🤖 AI Summary
This work addresses the lack of fine-grained alignment between formal and informal mathematical knowledge. The authors propose TheoremGraph, the first unified dependency graph linking 11.7 million informal theorems from arXiv with 388,000 formal statements in Lean 4. Their approach combines theorem environment parsing, elaborator-level extraction, semantic embeddings, and an LLM-based discriminator to achieve statement-level cross-domain alignment. The method enables tunable precision–coverage trade-offs in dependency extraction and achieves a Recall@10 of 0.775 for formal concept retrieval—approaching state-of-the-art performance. It yields 47,952 high-confidence matches (cosine similarity ≥ 0.8). The dataset and an accompanying API are publicly released.
📝 Abstract
Mathematical knowledge is organized around statements and their dependencies, but this structure is exposed unevenly: informal papers cite mostly at the document level, while formal libraries record fine-grained dependencies over a much smaller body of mathematics. We introduce TheoremGraph, a unified statement-level dependency graph spanning both informal and formal mathematics. On the informal side, we parse 11.7M theorem-like environments from mathematics arXiv and recover 18.3M candidate directed dependencies, each labeled by the extractor that proposed it so downstream users can trade coverage for precision. On the formal side, we release LeanGraph, a Lean 4 elaborator-level extractor producing 388,105 declaration nodes and 11.3M typed edges across 25 Lean projects. We bridge the two graphs by embedding generated natural-language slogans into a shared semantic space, linking related statements across papers and across the informal/formal divide; an LLM judge affirms 47,952 such matches above a 0.8 cosine floor, with the judge-acceptance rate rising from 48% across the floor to 87% in the >=0.9 tier.

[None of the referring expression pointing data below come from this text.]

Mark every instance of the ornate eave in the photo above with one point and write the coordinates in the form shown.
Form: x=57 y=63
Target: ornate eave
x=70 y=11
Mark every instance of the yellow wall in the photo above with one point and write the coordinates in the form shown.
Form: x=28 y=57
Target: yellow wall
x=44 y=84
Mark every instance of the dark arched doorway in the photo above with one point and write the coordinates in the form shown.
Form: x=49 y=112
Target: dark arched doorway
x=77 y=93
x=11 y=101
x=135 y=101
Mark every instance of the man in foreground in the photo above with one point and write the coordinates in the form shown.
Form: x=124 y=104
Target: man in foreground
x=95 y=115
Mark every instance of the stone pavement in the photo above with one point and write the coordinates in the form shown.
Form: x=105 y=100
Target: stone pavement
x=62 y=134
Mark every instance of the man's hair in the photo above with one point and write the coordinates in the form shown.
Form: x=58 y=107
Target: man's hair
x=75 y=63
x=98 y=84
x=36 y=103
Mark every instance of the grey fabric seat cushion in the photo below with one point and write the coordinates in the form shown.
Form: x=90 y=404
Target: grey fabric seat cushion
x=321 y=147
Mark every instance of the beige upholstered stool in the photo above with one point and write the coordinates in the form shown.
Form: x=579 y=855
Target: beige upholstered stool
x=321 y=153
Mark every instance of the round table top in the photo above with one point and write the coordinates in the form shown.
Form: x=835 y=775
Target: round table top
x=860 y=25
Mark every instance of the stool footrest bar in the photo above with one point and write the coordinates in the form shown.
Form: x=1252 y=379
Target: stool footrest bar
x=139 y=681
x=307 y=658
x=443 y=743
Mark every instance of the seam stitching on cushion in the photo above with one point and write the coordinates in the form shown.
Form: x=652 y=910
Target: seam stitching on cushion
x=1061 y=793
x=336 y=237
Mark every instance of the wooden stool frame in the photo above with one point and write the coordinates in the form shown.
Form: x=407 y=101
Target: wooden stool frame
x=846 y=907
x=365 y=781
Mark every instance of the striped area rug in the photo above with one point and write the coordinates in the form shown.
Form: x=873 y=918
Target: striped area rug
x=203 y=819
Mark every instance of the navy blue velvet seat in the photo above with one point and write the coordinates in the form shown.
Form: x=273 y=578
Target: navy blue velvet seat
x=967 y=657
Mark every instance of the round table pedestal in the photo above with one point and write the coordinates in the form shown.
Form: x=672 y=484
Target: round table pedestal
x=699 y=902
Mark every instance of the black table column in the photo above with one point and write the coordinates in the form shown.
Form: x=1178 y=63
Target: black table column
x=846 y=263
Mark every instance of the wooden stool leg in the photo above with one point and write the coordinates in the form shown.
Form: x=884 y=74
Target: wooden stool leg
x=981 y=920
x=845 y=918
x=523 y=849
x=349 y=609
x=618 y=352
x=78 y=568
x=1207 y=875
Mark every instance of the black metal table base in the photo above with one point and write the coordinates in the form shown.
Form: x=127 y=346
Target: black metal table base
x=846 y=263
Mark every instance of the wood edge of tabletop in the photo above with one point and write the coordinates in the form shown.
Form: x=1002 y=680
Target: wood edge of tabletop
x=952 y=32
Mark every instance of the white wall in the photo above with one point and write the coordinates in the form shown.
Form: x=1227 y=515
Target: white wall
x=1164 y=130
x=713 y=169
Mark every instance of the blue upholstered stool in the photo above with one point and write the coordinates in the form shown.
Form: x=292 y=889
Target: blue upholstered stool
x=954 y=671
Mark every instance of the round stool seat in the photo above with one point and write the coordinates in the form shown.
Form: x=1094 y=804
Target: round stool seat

On formal concept retrieval, our name-and-signature representation with graph expansion comes within 0.5pp of LeanSearch v2's reranked Recall@10 (0.775 vs. 0.780) without an LM reranker. We release the dataset, extractors, HTTP API, and MCP interface as infrastructure for mathematical search, attribution, and retrieval-augmented reasoning, available at theoremsearch.com and huggingface.co/datasets/uw-math-ai/theorem-matching.